Shelby verstand, was sie meinte.

»Sie haben auch einen Sohn?«

»Ethan. Er ist neun.«

»Dann wissen Sie ja, was ich meine.«

Alex kam angelaufen und warf sich seiner Mutter in die Arme. Sie küsste ihn hinters Ohr. »Ja«, sagte Shelby. »Absolut.«

Dr. Gaspar Holessandro hatte ein schlecht sitzendes Haarteil und eine Schwäche für Sardinen. »Verzeihen Sie«, sagte er und leckte sich die Finger ab, nachdem er eine weitere Sardine aus einer Tupperware-Dose gefischt hatte. »Normalerweise esse ich nicht, wenn ich Besuch habe.« Da er ein viel beschäftigter Mann war, hatte Dr. Holessandro sich bereiterklärt, mit Eli während der Mittagspause zu sprechen. Sein Büro war winzig klein und grenzte direkt an das Kliniklabor, in dem er drei Tage die Woche forschte. Die anderen vier Tage arbeitete er in der Klinik, in die der kleine Alexandre Proux steif und blau verfärbt und vermutlich tot eingeliefert worden war.

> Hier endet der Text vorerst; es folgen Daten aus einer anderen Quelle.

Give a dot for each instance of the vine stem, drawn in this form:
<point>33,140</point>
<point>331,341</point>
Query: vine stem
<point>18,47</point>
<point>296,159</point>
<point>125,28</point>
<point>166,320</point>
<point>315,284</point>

Eli hatte mal wieder die Wahrheit ein wenig verbogen. Er hatte sich Holessandro als Detective aus Vermont vorgestellt, der den Tod eines Babys untersuche, einen Fall, der gewisse Ähnlichkeiten mit dem des kleinen Alex aufweise. Er wolle wissen, ob extreme Kälte paradoxerweise die Wiederbelebung begünstigen könnte, sodass ein Baby, das erstickt worden war, plötzlich wieder anfangen könnte zu atmen, nachdem es eine Zeit lang in einem Eishaus gelegen hatte. Er sagte dem Arzt nicht, dass die Sache sich 1932 zugetragen hatte.